Разговор шел еще часа полтора, премьер получил заверение, что Преклония может во всем положиться на Вайнахию и его, Кирдыкова, лично: “призовете на помощь отвинтить башки всяким оппозиционерам, придем и отвинтим; и на границах наших все будет спокойно, пусть казаки не волнуются; только платите регулярно, как положено…, а где деньги возьмете, это ваше дело…, попросите у Заокеании, та даст, она богатая, ей ваша смута не нужна, опасна даже… И заканчивайте побыстрее с выборами, пересажайте и перестреляйте всех недовольных, как я в своей республике сделал, и дело с концом”.
Итогом стало твердое обещание продолжить финансирование, на выплату долга пойдут средства из Стабфонда, заявил премьер и подтвердил беспрестанно потевший министр финансов.

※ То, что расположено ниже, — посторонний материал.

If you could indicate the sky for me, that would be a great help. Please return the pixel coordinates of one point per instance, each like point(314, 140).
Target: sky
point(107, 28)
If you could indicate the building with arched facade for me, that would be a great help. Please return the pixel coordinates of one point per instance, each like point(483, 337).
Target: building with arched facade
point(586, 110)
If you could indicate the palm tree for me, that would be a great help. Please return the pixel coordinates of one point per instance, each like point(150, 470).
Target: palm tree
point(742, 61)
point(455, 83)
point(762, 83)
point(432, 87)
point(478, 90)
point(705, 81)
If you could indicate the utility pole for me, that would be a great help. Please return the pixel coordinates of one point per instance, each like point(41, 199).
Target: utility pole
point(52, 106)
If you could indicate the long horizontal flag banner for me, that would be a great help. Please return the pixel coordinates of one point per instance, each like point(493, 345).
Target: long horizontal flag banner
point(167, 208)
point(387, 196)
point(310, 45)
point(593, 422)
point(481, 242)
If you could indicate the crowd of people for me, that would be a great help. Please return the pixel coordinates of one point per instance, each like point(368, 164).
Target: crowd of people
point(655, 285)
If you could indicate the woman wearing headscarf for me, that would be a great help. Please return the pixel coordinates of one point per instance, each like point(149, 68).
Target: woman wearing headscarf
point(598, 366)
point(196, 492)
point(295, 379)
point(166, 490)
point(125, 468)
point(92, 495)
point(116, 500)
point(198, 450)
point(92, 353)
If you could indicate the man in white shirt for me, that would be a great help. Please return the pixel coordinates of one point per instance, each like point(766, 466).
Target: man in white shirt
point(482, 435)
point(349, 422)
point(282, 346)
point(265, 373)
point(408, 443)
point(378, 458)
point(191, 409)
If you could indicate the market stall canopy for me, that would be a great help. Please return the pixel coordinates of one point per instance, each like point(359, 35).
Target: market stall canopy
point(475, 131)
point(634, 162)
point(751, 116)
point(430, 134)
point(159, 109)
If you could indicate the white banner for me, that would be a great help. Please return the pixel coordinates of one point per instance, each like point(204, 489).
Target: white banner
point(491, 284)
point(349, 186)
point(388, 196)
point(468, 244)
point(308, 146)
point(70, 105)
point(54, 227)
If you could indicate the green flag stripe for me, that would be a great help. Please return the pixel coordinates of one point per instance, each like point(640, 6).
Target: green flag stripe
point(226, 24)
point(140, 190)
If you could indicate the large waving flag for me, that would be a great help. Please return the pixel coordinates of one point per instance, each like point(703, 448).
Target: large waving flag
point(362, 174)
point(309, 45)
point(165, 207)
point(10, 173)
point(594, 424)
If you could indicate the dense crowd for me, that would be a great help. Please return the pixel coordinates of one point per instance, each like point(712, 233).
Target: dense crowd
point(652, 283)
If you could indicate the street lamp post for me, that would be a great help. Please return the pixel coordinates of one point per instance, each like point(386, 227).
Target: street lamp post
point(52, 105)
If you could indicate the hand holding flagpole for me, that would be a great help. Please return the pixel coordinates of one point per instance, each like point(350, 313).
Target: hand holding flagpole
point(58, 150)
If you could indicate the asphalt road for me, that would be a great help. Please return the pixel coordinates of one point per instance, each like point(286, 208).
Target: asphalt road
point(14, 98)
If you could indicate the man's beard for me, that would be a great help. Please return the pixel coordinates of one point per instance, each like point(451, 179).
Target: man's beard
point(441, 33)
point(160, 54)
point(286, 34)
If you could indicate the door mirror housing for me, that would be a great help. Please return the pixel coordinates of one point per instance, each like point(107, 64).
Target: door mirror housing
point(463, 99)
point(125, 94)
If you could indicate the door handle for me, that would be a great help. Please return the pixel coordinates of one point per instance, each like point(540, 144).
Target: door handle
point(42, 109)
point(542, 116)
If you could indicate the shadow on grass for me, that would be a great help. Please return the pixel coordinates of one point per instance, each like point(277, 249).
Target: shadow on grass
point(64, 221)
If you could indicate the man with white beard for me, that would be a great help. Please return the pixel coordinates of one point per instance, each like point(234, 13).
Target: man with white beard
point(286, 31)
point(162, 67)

А мир с все возрастающей тревогой следил за преклонскими событиями, несколько раз собирался Совбез ООН, не принимавший никаких решений, лишь фиксировал неблагополучие в огромной ядерной державе, вновь, как и многие годы холодной войны, наводившей страх на европейских и азиатских соседей и на Заокеанию, сейчас – по иной причине, прежняя агрессивная сила сменилась непозволительной слабостью, что, по мнению аналитиков, было еще хуже – никто не знал, чем все может обернуться, и не давал рецептов, как выправить положение; собственно, рецепты выдавались, но предлагаемые меры выглядели неосуществимыми – не вводить же голубые каски…; единственно, что мог сделать Запад, так это выдать огромный заем под щадящие проценты, чтобы правительство могло хотя бы в срок выплачивать зарплаты и пенсии, Заокеания, Гансония, Альбиония и Галлия надавили на МВФ, и деньги немедленно поступили на счета Центробанка Преклонии; все остальное не зависело от желаний западных политиков. Так или иначе, соседи, включая Поднебесную, укрепляли свои границы, армии были начеку, самолеты НАТО постоянно барражировали в небе Балтии и в других районах близ Преклонии, пусковые установки баллистических и крылатых ракет были приведены в состояние повышенной боевой готовности; сбывалось давнее предостережение: эту страну, существующую, как бы в назидание остальным, предупреждением и предостережением, лучше видеть сильной, осознающей свою силу и подчиняющейся силе, нежели слабой и именно поэтому, от безысходности и болезненного чувства утраты былого величия, способной сотворить много бед.
Западные деньги сделали свое дело, ситуация понемногу начала меняться – до успокоения народа было еще далеко, но первые признаки отрезвления проявились; настал черед возвращения Думы, что было воспринято как правильный и своевременный шаг; вернувшиеся в свое здание депутаты в первые три дня работы подтвердили новым голосованием верность курсу на созыв Конституционного собрания, объявив начало выборов участников, притом датой открытия собрания назывался уже не сентябрь, а ноябрь – два месяца из-за смуты были потеряны.
Колонна танков, БТРов и грузовиков с брезентовым верхом, растянувшаяся, наверное, на полкилометра, под покровом ночи вползала в столицу, по трассе ее следования в квартирах многоэтажных домов, смотревших на проезжую часть, зажигался свет, сонные обитатели, разбуженные гулом моторов, выглядывали из окон, на их лицах были написаны недоумение и тревога; в середине колонны, скрытый броней, двигался лимузин, в котором сидели клон, министр обороны, главный полицейский и другой главный – по линии безопасности, он почему-то был в темных очках, что казалось клону неуместной и смешной клоунадой, однако он никак на это не реагировал, все четверо входили в КНС – Комитет Национального Спасения, организованный на тайной сходке неделей раньше: именно по его решению командиры соответствующих подразделений бронетехники и спецназа вводили свои части в столицу, дабы предотвратить конституционный переворот или, по-простому, заговор враждебных сил; в лимузине то и дело верещали телефоны, поступали сообщения о степени готовности спецслужб к проведению широкомасштабной операции по аресту заговорщиков – именно так называли их промеж себя – и всех, кто на их стороне, операция должна была начаться в три часа ночи, когда тяжелая техника займет положенные ей места; министр и оба главных обращались к клону как к руководителю операции, вводя в детали, он принимал это как должное, его вопросы были по-военному лаконичными: все ли адреса заговорщиков известны, достаточно ли сил и ресурсов у спецслужб – ведь предстоит большая работа, хватит ли свободных камер в тюрьме, и на все он получал исчерпывающие ответы, суть которых сводилась к одному – все под контролем.